Mental-Model Corrections
- “My evals pass, so it's secure.” Evals measure capability on benign inputs; red-teaming measures resistance to adversarial ones. A model can ace evals and be trivially jailbroken.
- “I ran a benchmark, so I'm covered.” Benchmarks are a generic starting library; they miss your app's system prompt, tools, data, and threat model. Add app-specific attacks.
- “Red-teaming is a one-time pre-launch task.” It's continuous — model updates, prompt changes, and new tools reopen vulnerabilities. Run it in CI, every release.
- “Automated tools are enough.” They give scale & regression but miss novel attacks; manual human creativity (and domain experts) finds the new classes. Use both.
- “The goal is 0% attack success.” You can't reach zero against a probabilistic model and an evolving threat landscape. The goal is managed, monitored, driven-down ASR.
- “A finding is fixed once I patch it.” A patch without a regression test can silently regress. Every finding becomes a permanent test.
- “Red-teaming is the security team's job.” Engineers run automated red-teaming in CI; it's a shared, continuous discipline, like testing itself.
Key Takeaways
- Red-teaming = adversarially attacking your own app to find vulnerabilities before adversaries do — you don't know a guardrail works until you've tried to break it. It's distinct from benign capability evals.
- The loop: scope (threat-model with the OWASP Top 10, L239) → attack (a battery across the categories) → measure (Attack Success Rate, by category) → fix (the right control from the course) → re-test. It's a loop — never "done."

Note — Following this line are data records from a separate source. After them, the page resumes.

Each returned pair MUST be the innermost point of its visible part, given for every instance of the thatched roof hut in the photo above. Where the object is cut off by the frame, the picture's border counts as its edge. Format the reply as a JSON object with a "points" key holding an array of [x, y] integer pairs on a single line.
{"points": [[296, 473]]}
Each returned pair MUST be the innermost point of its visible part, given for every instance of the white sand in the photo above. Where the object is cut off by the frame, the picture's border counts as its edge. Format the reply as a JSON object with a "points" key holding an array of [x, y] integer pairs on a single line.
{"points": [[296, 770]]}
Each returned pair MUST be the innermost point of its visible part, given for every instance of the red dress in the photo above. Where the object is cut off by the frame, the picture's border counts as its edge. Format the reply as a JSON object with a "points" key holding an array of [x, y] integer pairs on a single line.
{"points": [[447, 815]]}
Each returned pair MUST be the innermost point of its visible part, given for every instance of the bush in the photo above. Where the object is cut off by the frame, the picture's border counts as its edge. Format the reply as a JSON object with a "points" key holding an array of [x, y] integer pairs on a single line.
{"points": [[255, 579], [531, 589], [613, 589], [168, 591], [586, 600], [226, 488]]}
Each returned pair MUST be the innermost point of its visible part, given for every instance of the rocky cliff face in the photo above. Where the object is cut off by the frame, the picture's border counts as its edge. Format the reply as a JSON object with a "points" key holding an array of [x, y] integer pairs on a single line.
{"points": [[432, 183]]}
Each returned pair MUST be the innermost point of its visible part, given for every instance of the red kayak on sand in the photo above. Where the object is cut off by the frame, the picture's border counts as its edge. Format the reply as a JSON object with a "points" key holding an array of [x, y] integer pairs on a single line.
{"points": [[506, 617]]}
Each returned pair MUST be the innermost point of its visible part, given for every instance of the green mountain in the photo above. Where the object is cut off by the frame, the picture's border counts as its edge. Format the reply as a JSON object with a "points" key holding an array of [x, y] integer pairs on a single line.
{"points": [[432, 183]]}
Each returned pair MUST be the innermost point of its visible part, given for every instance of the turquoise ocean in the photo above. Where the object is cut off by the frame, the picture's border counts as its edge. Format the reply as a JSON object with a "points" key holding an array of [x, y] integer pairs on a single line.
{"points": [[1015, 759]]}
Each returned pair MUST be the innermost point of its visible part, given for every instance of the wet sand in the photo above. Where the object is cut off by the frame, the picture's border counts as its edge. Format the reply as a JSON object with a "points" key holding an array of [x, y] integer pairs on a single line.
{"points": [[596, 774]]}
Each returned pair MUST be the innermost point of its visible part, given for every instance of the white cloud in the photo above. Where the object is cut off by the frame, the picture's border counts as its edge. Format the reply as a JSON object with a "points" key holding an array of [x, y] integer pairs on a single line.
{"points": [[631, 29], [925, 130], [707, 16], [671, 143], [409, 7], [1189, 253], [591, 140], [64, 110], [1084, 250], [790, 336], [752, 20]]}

- Manual + automated: humans find novel attacks; automation gives scale & regression (an attacker-LLM evolves attacks, a judge scores ASR). Tools layer up — Garak (broad scan), Promptfoo (CI regression), PyRIT (deep multi-turn).
- It's continuous: model/prompt/tool changes reopen gaps, so make it a discipline — the flywheel turns every finding into a permanent regression test in CI, backed by production monitoring (L223/L237) and bug bounties. The EU AI Act requires adversarial testing.
- You never reach 0% ASR — security is a managed process, not a state. This closes the section: you learned the threats (L239) and the defenses (L240–L242, plus the guardrails of L231–L238); red-teaming is how you prove they hold — and keep proving it.